He’s not good with words, he’s not good with his voice. That’s Adam’s domain, his place in life.  
  
But Tommy knows music. He understands it better than English, and the way the stranger is playing tells him more than a hundred hours of talking.  
  
Steady hands, because the notes rarely falter. One foot softly tapping the beat; he can hear it underneath the soft music coming out of the guitar.. A cough, a sigh, and the clicking of the plectrum on the body of the guitar before his stranger responds, telling him the person is considering, deliberately choosing.  
  
Tommy listens.  
  
\--  
  
The night sky changes, the stars fading as the moon disappears, sky above him turning steadily different shades of blue, fading from the navy to the soft, sweet coral.  
  
It’s late. Or early. Very early morning. The birds aren’t awake yet, but they will be soon.  
  
The fire in the pit on the beach is a faint orange smudge now, barely alive. It’ll die before the sun finishes rising.  
  
He still doesn’t turn around to look at his stranger. It’s so tempting but he doesn’t want to know. The conversation they had this morning might mean less if they…  
  
\--  
  
If they are what? Different? Less? More?  
  
Tommy doesn’t know.  
  
He finishes his piece, his turn in this conversation, but the song that comes from his guitar – part of the not-words they’ve been sharing all night – feels final.  
  
No more, he realises.
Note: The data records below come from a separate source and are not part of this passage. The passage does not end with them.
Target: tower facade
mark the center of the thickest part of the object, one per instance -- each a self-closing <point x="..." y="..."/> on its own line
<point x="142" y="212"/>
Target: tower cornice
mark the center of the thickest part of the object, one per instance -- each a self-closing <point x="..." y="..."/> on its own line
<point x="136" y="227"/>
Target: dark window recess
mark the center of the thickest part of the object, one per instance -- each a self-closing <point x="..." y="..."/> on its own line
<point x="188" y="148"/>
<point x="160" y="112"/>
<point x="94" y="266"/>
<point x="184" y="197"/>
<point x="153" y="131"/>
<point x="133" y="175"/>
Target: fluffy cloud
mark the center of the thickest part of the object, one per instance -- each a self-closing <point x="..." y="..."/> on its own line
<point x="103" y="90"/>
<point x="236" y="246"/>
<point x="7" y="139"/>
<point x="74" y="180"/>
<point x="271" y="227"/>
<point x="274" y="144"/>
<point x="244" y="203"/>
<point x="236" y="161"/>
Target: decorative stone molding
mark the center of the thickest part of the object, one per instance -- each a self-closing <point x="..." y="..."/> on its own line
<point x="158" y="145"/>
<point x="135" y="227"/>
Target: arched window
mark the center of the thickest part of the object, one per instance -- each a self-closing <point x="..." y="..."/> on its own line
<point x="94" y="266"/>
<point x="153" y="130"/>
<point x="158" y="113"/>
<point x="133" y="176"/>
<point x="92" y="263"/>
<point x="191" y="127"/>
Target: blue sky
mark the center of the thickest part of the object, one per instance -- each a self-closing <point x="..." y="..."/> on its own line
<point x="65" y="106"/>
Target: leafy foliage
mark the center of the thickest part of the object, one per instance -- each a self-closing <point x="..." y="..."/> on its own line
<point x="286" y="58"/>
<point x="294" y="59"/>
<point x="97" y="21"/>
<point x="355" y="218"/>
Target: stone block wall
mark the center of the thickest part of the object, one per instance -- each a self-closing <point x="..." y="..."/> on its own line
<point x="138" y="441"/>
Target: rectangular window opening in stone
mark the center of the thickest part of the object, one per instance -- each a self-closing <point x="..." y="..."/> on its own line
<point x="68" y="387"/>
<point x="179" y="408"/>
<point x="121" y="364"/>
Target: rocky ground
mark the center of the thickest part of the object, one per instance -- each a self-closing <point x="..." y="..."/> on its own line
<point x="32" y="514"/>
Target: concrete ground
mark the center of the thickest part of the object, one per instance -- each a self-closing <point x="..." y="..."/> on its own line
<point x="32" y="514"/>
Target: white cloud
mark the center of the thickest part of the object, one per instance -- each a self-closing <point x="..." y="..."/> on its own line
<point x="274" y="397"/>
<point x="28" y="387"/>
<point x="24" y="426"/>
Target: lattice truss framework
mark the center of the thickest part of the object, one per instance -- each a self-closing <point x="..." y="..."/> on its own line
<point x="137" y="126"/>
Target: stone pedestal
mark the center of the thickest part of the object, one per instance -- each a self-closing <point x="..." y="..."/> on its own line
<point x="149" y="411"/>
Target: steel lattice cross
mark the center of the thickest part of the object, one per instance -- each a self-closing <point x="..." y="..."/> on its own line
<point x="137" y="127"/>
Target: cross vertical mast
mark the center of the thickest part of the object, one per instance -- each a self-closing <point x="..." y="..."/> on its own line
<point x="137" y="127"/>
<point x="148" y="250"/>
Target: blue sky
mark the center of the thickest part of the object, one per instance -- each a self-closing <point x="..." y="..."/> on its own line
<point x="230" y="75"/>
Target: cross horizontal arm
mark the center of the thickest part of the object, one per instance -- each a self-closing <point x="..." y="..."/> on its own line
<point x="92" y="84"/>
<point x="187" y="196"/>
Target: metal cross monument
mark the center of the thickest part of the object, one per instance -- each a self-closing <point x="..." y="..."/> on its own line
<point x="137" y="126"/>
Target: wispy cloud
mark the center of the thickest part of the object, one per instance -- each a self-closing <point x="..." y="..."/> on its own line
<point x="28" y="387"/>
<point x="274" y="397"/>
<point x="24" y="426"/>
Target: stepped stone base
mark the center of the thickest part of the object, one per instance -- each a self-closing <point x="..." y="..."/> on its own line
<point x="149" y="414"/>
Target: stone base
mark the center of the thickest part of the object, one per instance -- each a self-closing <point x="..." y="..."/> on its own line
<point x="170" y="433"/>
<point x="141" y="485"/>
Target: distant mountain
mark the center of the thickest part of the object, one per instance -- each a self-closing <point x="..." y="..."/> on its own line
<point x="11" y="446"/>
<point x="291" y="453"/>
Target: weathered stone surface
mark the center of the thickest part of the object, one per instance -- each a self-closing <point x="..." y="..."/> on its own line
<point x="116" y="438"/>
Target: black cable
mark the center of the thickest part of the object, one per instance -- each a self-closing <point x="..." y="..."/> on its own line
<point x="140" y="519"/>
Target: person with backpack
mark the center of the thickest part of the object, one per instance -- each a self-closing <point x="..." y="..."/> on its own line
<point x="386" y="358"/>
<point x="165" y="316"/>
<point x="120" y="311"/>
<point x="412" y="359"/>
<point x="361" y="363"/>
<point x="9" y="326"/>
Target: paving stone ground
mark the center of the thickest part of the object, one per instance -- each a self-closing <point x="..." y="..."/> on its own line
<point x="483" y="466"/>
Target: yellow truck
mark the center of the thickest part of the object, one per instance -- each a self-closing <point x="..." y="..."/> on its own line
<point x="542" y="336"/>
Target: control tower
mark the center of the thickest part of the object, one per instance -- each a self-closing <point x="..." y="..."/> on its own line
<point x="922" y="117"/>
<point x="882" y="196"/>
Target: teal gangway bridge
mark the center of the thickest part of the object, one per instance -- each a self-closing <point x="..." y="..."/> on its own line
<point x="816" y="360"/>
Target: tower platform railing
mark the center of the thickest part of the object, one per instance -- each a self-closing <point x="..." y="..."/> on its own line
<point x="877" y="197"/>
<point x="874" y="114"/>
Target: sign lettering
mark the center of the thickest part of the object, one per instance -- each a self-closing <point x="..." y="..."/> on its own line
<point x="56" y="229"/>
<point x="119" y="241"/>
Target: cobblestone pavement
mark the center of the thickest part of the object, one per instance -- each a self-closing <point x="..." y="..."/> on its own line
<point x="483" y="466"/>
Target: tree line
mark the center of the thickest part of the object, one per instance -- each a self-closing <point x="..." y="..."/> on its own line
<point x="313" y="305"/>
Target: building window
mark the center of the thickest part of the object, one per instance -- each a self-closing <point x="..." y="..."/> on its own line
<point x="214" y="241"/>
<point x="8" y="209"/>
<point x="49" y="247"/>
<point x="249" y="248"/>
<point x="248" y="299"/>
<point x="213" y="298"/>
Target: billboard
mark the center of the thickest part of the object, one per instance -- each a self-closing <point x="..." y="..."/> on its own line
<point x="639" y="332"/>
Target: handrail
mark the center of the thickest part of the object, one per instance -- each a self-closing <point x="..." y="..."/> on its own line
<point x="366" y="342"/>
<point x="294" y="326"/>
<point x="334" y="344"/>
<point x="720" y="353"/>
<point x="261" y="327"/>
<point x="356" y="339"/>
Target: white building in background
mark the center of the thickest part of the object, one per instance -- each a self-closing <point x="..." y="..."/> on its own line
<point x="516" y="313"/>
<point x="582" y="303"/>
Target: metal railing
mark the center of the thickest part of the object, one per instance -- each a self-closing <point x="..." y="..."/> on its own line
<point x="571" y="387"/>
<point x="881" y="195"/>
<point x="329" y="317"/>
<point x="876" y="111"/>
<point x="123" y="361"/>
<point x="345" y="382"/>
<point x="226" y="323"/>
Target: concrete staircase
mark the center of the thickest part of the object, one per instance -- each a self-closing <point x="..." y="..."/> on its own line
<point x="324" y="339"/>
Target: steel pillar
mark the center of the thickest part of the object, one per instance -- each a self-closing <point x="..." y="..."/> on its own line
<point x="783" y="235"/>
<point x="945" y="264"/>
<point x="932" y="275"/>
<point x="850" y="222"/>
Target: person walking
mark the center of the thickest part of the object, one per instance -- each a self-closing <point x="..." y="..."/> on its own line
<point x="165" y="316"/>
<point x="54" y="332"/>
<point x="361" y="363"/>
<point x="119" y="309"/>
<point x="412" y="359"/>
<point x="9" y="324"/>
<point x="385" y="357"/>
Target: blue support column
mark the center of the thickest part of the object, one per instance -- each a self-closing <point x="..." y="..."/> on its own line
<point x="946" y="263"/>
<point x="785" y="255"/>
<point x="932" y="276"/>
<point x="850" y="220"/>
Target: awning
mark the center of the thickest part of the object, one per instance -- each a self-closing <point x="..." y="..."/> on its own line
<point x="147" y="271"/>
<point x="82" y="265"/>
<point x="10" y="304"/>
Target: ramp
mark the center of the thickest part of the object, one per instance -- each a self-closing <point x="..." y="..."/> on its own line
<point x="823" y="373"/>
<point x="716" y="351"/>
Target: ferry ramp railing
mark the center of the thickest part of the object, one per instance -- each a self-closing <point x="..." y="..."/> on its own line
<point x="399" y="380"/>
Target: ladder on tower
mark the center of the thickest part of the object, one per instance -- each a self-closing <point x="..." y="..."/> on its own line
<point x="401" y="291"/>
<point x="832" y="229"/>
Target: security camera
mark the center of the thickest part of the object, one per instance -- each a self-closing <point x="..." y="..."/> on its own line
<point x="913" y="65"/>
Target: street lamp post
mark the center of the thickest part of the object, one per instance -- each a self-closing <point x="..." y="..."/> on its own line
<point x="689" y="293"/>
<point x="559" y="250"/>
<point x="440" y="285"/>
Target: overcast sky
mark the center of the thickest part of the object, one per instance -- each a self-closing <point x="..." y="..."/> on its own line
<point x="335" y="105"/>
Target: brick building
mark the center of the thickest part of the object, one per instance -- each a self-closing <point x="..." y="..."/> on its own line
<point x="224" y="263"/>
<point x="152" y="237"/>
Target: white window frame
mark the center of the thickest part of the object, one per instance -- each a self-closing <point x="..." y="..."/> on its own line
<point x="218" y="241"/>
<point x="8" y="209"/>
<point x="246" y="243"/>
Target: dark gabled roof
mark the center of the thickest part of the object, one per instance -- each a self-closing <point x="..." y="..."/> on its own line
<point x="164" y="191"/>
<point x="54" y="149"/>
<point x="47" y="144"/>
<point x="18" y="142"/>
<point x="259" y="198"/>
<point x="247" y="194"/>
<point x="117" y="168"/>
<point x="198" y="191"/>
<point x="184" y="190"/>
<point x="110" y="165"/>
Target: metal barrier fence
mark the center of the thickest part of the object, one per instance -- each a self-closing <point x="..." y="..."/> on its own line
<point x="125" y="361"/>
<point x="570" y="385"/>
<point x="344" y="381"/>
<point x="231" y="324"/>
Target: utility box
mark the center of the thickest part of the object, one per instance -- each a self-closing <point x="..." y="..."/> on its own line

They’ve said all they need to say – as much as they can, in this space, using music to communicate – and that’s it.  
  
Silence.  
  
They don’t speak still, and the sound of waves rushes to fill the emptiness that’s left.  
  
Tommy turns his plectrum over in his fingers, the dark bit of plastic catching the occasional glint of half-light.  
  
\--  
  
Another sigh, his stranger’s. A cough, a chair creaks as the stranger gets up. Soft footsteps pad away, and the sound of a door sliding open drifts to Tommy’s ears.  
  
It could go either way. If the stranger said something – if they wanted to – would it make or break the moment?  
  
Another sigh.  
  
Silence.  
  
The door shuts. No words are exchanged. As he thought it was.  
  
But the experience, the feelings that the music evoked in him stays. His hands tremble as he puts the guitar on the table, folds his fingers together, and breathes in the cool, morning air.


End file.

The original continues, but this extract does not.